We are interested in biomimetic polymer-based hydrogels that replicate in vivo ECM and can be used for 3D cell culture. We are developing hydrogels for cancer spheroid and skin spheroid growth and use them as in vitro models for high-throughput screening of drugs or fast optimization of multi-component formulations for skin care. We are combining this polymer-focused research with microfluidics. Currently, we explore the applications of these hydrogels for other cell populations.

We are interested in designing and synthesis of nanofibrillar biomimetic hydrogels that mimic the changes in structure, mechanical properties, and chemistry of fibrotic tissues. We use these fibrous hydrogels to support the 3D culture of cells relevant to fibrotic diseases. Our in vitro studies provide insight on changes occurring during of fibrosis of different tissues. We are alco interested in the role of stiffness and anisotropy of ECM on cell fate and cell response to therapeutic treatment.

We are designing materials for advanced wound dressings. Our research includes polymer synthesis and 3D printing of dressings that have antibacterial, anti-inflammation and would healing performance.
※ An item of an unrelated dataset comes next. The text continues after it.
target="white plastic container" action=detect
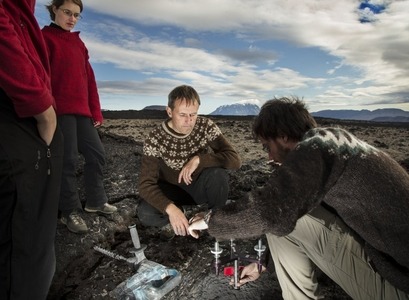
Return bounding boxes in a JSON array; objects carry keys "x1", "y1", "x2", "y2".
[{"x1": 110, "y1": 260, "x2": 182, "y2": 300}]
One aspect of our work includes the design of wound dressings that withdraw, rather than release biologically active species much needed by bacteria. We are particularly interested in keloid scar formation.

We conduct research aimed at the use of biocompatible nature-derived nanoparticles in medicine. In one project, we explore the applications of phytoglycogen nanoparticles as lubricants for treatment of arthritis. In other project, we are interested in using lyposomes for the delivery of drugs and biologically active agents (e.g., vitamins) to multicellular spheroids.